I just feel that the material world is never satisfying. I always want more and no matter how much I have, it's not enough. There's always one more thing. And when I get it, it feels empty and I have to look for something else. It's been ages since I've felt truly joyful and peaceful, maybe the last time I felt that way was when I spent time at a refugee camp with refugee children.
I know I'm rambling a bit, but it's been nagging at me for a long time now. Life is just like that. Some days you're on top of the world, some days you're rock bottom. Some days you're healthy and you're surrounded with people, some days you're ill and you're all alone. As long as you're attached to these conditions, you'll never be happy, because by nature these things pass. Like the mystics say, it's all illusion.
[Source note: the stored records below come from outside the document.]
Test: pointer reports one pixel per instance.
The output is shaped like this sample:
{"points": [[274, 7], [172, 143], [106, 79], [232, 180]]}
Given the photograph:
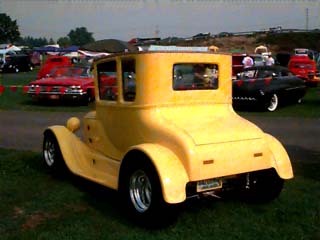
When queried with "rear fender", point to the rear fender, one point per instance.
{"points": [[281, 161], [172, 174]]}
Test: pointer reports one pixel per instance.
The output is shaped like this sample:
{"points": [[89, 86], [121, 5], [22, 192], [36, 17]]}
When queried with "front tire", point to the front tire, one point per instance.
{"points": [[51, 153], [141, 192]]}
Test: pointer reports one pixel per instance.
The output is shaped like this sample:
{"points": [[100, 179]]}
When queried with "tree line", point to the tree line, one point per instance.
{"points": [[9, 33]]}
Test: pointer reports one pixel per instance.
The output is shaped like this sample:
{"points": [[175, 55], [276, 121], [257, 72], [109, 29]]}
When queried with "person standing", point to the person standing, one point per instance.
{"points": [[269, 61], [247, 61]]}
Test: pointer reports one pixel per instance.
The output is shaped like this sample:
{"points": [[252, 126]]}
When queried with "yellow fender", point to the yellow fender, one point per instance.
{"points": [[73, 150], [281, 161], [172, 174]]}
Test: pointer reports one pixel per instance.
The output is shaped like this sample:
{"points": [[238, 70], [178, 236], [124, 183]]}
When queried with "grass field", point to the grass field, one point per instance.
{"points": [[36, 205]]}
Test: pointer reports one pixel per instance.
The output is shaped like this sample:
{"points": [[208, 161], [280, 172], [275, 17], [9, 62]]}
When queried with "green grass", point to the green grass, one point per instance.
{"points": [[309, 108], [36, 205]]}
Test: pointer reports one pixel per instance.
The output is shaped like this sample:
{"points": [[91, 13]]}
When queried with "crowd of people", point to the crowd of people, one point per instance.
{"points": [[249, 62]]}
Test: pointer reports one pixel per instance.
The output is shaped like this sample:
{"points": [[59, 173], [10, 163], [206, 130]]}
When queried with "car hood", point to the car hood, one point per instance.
{"points": [[214, 125], [62, 81]]}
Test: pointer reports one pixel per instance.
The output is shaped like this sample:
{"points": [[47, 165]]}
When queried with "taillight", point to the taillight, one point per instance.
{"points": [[239, 83], [267, 81]]}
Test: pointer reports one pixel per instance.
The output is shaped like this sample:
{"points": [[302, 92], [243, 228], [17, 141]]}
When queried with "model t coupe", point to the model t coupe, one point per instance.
{"points": [[159, 136]]}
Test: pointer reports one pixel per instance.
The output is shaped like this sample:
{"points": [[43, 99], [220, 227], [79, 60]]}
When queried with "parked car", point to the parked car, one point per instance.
{"points": [[267, 87], [159, 144], [11, 61], [52, 62], [305, 68], [65, 84]]}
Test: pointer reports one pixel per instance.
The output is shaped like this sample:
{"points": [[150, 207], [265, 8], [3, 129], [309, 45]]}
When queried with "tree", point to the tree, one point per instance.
{"points": [[32, 42], [9, 30], [64, 42], [80, 36]]}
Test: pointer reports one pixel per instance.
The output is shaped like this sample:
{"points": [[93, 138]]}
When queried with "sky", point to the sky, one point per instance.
{"points": [[127, 19]]}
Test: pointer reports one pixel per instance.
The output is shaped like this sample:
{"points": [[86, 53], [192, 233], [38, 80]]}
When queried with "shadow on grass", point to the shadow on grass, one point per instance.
{"points": [[305, 162], [306, 165]]}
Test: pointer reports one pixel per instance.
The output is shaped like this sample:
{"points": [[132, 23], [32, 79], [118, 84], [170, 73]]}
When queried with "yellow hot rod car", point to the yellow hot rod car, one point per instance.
{"points": [[164, 130]]}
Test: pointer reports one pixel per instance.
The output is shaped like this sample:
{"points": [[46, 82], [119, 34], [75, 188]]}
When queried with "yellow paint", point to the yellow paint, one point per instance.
{"points": [[187, 135]]}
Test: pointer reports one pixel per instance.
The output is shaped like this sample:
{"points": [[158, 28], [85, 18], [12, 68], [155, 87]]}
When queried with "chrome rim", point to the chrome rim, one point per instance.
{"points": [[140, 191], [49, 152], [273, 103]]}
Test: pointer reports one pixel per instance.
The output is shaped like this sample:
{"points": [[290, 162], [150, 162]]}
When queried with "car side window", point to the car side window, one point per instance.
{"points": [[189, 76], [107, 80], [265, 73], [129, 79]]}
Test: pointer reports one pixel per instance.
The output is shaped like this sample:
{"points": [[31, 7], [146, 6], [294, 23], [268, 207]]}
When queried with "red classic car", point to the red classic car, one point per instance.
{"points": [[52, 62], [64, 83], [305, 68]]}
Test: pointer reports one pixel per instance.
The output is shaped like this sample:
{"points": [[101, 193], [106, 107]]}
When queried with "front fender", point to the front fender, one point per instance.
{"points": [[172, 174], [73, 150], [281, 161]]}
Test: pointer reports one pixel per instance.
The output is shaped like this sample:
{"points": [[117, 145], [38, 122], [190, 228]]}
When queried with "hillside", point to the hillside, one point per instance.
{"points": [[280, 42]]}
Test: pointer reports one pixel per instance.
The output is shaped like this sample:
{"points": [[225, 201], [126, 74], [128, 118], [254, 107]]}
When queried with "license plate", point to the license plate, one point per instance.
{"points": [[208, 184], [53, 97]]}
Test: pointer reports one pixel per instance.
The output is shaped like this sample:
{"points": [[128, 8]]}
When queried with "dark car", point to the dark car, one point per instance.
{"points": [[267, 87], [17, 63]]}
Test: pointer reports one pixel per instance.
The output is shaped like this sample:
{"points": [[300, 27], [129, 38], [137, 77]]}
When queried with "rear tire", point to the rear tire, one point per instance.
{"points": [[273, 102], [141, 192]]}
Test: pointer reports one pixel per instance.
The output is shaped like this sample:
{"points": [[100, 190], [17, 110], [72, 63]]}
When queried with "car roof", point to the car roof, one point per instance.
{"points": [[277, 68]]}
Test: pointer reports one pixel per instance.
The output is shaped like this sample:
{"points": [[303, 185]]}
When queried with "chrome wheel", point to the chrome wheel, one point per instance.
{"points": [[274, 102], [140, 191], [51, 153], [49, 150]]}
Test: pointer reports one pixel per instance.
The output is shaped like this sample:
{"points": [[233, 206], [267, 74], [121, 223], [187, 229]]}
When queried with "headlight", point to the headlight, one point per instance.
{"points": [[74, 89]]}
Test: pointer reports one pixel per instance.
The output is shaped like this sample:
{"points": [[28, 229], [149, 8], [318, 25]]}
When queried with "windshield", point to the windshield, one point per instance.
{"points": [[82, 72]]}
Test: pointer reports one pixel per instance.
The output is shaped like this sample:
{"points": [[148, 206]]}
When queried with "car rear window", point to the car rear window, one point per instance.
{"points": [[194, 76]]}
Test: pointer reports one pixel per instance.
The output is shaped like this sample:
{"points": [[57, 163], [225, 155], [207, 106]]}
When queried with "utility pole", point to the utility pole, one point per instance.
{"points": [[307, 18], [157, 31]]}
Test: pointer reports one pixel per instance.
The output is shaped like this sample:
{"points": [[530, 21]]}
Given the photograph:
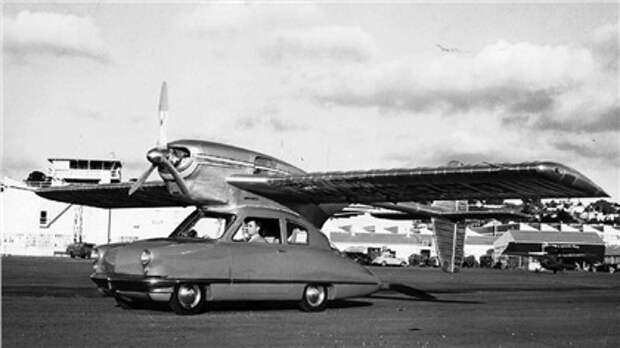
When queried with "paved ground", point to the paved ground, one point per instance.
{"points": [[50, 302]]}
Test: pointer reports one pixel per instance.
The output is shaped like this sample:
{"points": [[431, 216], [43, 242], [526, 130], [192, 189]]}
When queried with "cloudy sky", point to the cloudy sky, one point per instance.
{"points": [[324, 87]]}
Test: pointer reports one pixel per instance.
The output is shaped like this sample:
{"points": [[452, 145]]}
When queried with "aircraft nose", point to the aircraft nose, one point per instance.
{"points": [[155, 156]]}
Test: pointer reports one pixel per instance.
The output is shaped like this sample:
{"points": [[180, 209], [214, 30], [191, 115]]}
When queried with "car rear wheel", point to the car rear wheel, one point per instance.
{"points": [[314, 298], [188, 299]]}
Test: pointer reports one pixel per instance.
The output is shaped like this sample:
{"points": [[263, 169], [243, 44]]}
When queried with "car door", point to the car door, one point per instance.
{"points": [[257, 271]]}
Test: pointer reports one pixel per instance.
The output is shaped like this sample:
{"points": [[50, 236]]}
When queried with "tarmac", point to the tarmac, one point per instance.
{"points": [[51, 302]]}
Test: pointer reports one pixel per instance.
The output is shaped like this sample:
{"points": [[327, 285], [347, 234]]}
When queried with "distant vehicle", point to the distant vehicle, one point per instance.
{"points": [[359, 257], [433, 261], [486, 261], [605, 267], [417, 260], [80, 249], [388, 259], [470, 262]]}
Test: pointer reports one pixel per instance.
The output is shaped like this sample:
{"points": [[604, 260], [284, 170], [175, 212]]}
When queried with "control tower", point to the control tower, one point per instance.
{"points": [[84, 171]]}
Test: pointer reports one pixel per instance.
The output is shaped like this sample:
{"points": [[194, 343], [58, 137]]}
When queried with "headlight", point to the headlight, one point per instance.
{"points": [[145, 258]]}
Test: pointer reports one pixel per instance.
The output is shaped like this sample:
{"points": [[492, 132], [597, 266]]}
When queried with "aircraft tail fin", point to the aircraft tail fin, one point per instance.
{"points": [[450, 244]]}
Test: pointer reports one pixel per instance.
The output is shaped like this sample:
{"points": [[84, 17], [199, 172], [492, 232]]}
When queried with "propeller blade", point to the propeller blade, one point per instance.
{"points": [[141, 180], [177, 177], [163, 116]]}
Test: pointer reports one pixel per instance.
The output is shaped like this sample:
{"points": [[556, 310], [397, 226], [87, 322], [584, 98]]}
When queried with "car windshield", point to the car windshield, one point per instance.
{"points": [[203, 225]]}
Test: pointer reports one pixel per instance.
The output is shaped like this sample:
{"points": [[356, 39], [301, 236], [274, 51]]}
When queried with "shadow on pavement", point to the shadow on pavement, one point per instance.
{"points": [[388, 290], [226, 306]]}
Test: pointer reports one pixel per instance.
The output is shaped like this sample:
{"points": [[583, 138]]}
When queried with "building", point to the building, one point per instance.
{"points": [[31, 225], [88, 171]]}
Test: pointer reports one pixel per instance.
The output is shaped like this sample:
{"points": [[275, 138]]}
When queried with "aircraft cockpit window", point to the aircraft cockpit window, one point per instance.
{"points": [[260, 230], [296, 234]]}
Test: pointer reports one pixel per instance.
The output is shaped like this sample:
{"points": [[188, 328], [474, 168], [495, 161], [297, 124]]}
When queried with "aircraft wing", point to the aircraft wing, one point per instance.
{"points": [[408, 211], [484, 181], [151, 194]]}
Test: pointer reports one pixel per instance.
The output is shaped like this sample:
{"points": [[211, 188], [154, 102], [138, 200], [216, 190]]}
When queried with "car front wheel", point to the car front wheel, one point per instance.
{"points": [[188, 299], [314, 298]]}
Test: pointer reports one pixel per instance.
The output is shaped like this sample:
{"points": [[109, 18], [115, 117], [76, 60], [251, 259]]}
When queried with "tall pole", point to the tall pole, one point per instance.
{"points": [[109, 225]]}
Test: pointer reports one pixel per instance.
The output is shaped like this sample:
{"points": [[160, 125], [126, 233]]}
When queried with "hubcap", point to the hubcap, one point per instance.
{"points": [[315, 295], [188, 295]]}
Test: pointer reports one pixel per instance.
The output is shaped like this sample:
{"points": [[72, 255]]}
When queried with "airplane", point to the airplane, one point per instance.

None of this is real, because the only reality we're all sure of is that we'll die, and even that is illusory and incomprehensible.
I feel better these days when I spend time with the my new friend, the lady who lost so much, than I do when I go to places where there are people all dressed up in fancy clothes and gossiping. I feel empty and unhappy at work when I have to think of making money and doing good business, than I felt when I spent time with street children. And even these things are illusion, as long as we get attached to them and our egos get involved.
Oh, well. I guess I'm having a spiritual crisis these days. It's been developing over the past few months, but these days I feel it almost all the time.